01/05/2019 - Permalink

New group to examine Shropshire Council’s role in tackling climate change

Related topics: Democracy

A group has been set up to examine how Shropshire Council is working to reduce its greenhouse gas emissions and mitigate and adapt to climate change.

The ‘task and finish group’ is made up of councillors from different political parties.

The group will review Shropshire Council’s existing work to reduce its CO2 output, scrutinise existing council policy and practice, recommend policy changes that would support further carbon reduction, and identify opportunities to reduce spending and generate income by adopting low-carbon technology and practices.

It’s due to meet several times in the coming weeks, before reporting to the council’s Place Overview Committee in September. The overview committee can then make recommendations to the council’s Cabinet.

Solar panels on the roof of Shirehall in Shrewsbury

Solar panels on the roof of Shirehall in Shrewsbury

Councillor Joyce Barrow, Chair of the Place Overview Committee, said:

“Tackling climate change is a top priority internationally, nationally and locally, and Shropshire Council has a key role to play in providing local leadership, and as an organisation meeting carbon reduction targets. We also have the opportunity to reduce spending and generate income by adopting low-carbon technology and practices. The work of this task and finish group is therefore hugely important and I look forward to receiving the group’s report and recommendations later this year.”

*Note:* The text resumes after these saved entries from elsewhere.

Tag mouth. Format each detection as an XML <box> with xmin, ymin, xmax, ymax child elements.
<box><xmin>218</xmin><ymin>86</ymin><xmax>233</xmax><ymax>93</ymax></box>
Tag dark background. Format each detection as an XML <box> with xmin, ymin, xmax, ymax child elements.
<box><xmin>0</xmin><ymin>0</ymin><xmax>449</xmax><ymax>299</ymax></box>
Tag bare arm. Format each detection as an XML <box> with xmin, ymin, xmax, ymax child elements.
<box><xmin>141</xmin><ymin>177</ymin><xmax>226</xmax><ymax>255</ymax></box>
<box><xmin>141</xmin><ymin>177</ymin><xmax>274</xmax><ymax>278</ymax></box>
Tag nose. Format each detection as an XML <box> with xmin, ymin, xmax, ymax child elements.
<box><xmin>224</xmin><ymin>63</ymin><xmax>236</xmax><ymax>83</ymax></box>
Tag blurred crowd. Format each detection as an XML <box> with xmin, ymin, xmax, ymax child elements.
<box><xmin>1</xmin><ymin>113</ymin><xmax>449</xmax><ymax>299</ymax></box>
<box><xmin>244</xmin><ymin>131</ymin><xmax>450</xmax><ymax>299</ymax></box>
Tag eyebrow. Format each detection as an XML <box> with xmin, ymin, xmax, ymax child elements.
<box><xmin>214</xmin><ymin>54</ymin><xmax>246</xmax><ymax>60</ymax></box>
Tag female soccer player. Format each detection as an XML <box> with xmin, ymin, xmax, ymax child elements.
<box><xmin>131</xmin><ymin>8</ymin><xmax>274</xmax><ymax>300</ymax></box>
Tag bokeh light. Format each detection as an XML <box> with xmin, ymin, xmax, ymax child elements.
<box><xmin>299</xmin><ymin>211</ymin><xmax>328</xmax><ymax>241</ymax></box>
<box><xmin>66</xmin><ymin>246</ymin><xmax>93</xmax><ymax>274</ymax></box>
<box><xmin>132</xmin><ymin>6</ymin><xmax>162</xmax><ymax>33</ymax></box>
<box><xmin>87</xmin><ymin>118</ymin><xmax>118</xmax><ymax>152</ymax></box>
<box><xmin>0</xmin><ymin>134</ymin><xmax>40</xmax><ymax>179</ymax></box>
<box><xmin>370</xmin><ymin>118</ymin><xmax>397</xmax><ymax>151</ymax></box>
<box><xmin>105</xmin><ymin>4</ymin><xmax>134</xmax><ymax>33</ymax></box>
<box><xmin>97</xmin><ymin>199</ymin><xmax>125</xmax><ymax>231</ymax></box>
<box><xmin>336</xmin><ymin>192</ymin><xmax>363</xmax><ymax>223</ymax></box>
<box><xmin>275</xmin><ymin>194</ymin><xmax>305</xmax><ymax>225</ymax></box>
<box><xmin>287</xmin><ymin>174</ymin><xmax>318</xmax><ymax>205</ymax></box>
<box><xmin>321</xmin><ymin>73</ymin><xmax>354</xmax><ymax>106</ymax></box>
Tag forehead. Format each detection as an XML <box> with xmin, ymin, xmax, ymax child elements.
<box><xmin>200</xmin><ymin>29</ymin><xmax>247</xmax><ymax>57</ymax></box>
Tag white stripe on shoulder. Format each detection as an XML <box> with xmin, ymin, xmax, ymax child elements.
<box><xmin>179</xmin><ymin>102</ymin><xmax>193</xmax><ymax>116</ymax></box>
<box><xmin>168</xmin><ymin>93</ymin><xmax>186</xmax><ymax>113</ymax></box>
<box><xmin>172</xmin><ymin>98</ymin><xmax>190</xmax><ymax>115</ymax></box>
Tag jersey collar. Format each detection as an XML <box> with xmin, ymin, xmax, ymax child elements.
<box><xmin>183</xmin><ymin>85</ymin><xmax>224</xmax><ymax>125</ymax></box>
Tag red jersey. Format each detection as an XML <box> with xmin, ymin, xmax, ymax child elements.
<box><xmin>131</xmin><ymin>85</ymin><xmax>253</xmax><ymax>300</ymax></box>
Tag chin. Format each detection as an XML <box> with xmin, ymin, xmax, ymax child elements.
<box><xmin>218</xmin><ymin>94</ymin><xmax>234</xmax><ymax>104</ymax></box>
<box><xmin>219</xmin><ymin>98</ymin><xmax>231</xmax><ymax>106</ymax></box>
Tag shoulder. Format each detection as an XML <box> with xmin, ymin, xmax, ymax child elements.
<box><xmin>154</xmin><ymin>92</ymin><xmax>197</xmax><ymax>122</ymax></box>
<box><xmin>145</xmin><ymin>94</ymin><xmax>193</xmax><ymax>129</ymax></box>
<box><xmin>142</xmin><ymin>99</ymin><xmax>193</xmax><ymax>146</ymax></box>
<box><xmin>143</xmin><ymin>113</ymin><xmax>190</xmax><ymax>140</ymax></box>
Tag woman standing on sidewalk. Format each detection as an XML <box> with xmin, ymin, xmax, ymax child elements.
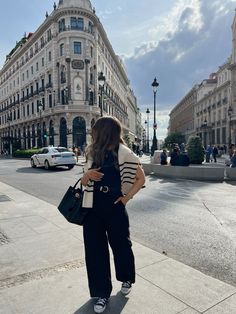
<box><xmin>81</xmin><ymin>117</ymin><xmax>145</xmax><ymax>313</ymax></box>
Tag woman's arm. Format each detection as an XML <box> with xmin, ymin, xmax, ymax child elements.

Meanwhile, Councillor Dean Carroll was recently appointed as the council’s first-ever Cabinet member for climate change, to reinforce the council’s commitment to the environment.

Dean Carroll said:

“Shropshire Council takes the response to climate change very seriously and the work of this group will be an important component in the council’s overall strategy. We are committed to sustainability and reducing the council’s carbon footprint.”

Further information

The Climate Change Act, passed in 2008, committed the UK to reducing greenhouse gas emissions by at least 80 per cent by 2050 when compared to 1990 levels. The government reaffirmed this commitment in its 2017 Clean Growth Strategy. This strategy set out how the UK will reorient its economy to take advantage of the opportunities created in meeting carbon reduction targets in core sectors such as:

  • power generation
  • transportation, primarily road vehicles and aviation
  • construction (building efficiency) and building control
  • procurement of goods and services
  • finance and allied professional services.